Started last year, the center exists “to better understand social inequality” and “to empower scholars, students and the community to advocate for greater social justice,” according to its website.
The center reflects the growing entrenchment of progressive ideas in the academic world, even in red states.
Economics professor Jenny Minier (pictured above, left) wrote a position paper titled “Immigrants Benefit the Community and Economy,” in which she offers moral and economic reasons for Congress to allow young people in the Deferred Action for Childhood Arrivals program to stay legally in the U.S.
The DACA program was started by former President Obama with an executive order and granted young people brought to the U.S. illegally as children a chance to temporarily live and work in the U.S. if they met certain criteria. President Trump has ended the program but given Congress a chance to act. Nearly 800,000 people have been granted DACA status since it began in 2012, and there are currently around 690,000 with DACA status. Recipients are sometimes called “Dreamers.”
“National security and employment are definitely important concerns, but broad restrictions on immigration are not an effective way of addressing them,” Minier concluded in her position paper. “An Iranian doctor practicing in Whitesburg is unlikely to have terrorist intent, and a Guatemalan hired to work at Churchill Downs after weeks of local ads went unanswered is unlikely to be taking a job from an American. A Dreamer who has grown up in the U.S. and is currently enrolled in college here is a great asset to our country, not a priority for deportation. Any immigration reform must recognize the many ways in which immigrants enhance the American economy, and must allow them to continue to do so.”

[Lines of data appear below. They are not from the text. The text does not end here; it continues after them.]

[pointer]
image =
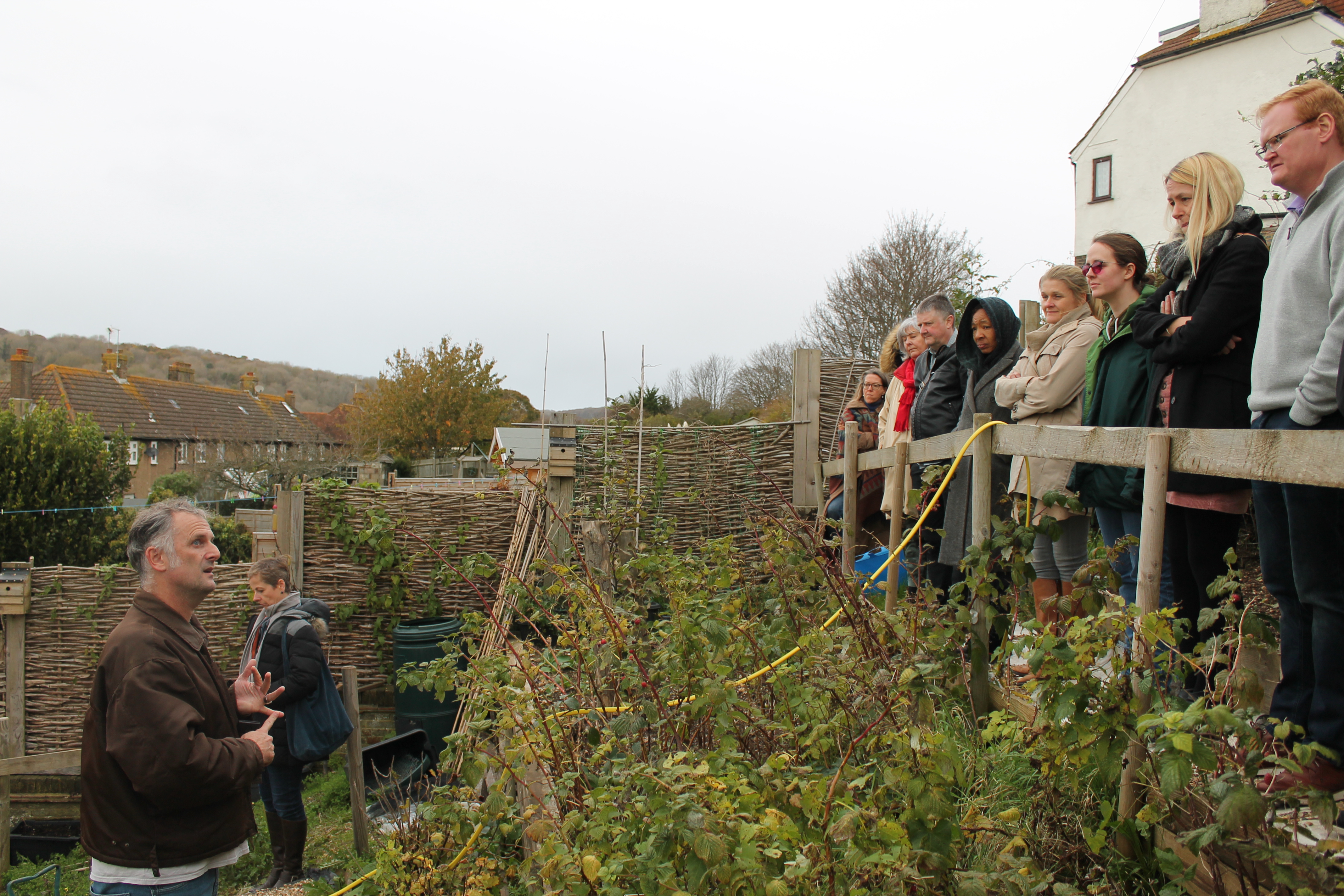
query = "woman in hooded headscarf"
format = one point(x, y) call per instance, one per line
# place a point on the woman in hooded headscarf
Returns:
point(863, 410)
point(987, 349)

Ellen Riggle (pictured above, right), who teaches in the political science and gender and women’s studies departments, wrote a position paper titled “Need for Non-Discrimination Laws Protecting LGBT People in Kentucky.” Riggle’s teaching and research fields include “LGBT studies and queer theory, legal and policy studies, political psychology, and qualitative and feminist methodology,” according to her faculty bio.
Riggle noted in her position paper that the Kentucky Civil Rights Act does not include protections based on sexual orientation and gender identity. Former Gov. Steve Beshear, a Democrat, issued an executive order prohibiting discrimination based on sexual orientation and gender identity with respect to state employees, but it could be rescinded by a governor at any time and does not include non-state workers. Seven local jurisdictions include sexual orientation and gender identity in protections covering employment, housing and public accommodations, but “local non-discrimination ordinances have limited enforceability,” Riggle wrote.
In May, a Kentucky appeals court ruled in favor of a Lexington print shop owner who refused to make gay pride t-shirts because the message conflicted with his Christian beliefs. An LGBT group had accused the print shop owner of violating a local fairness ordinance.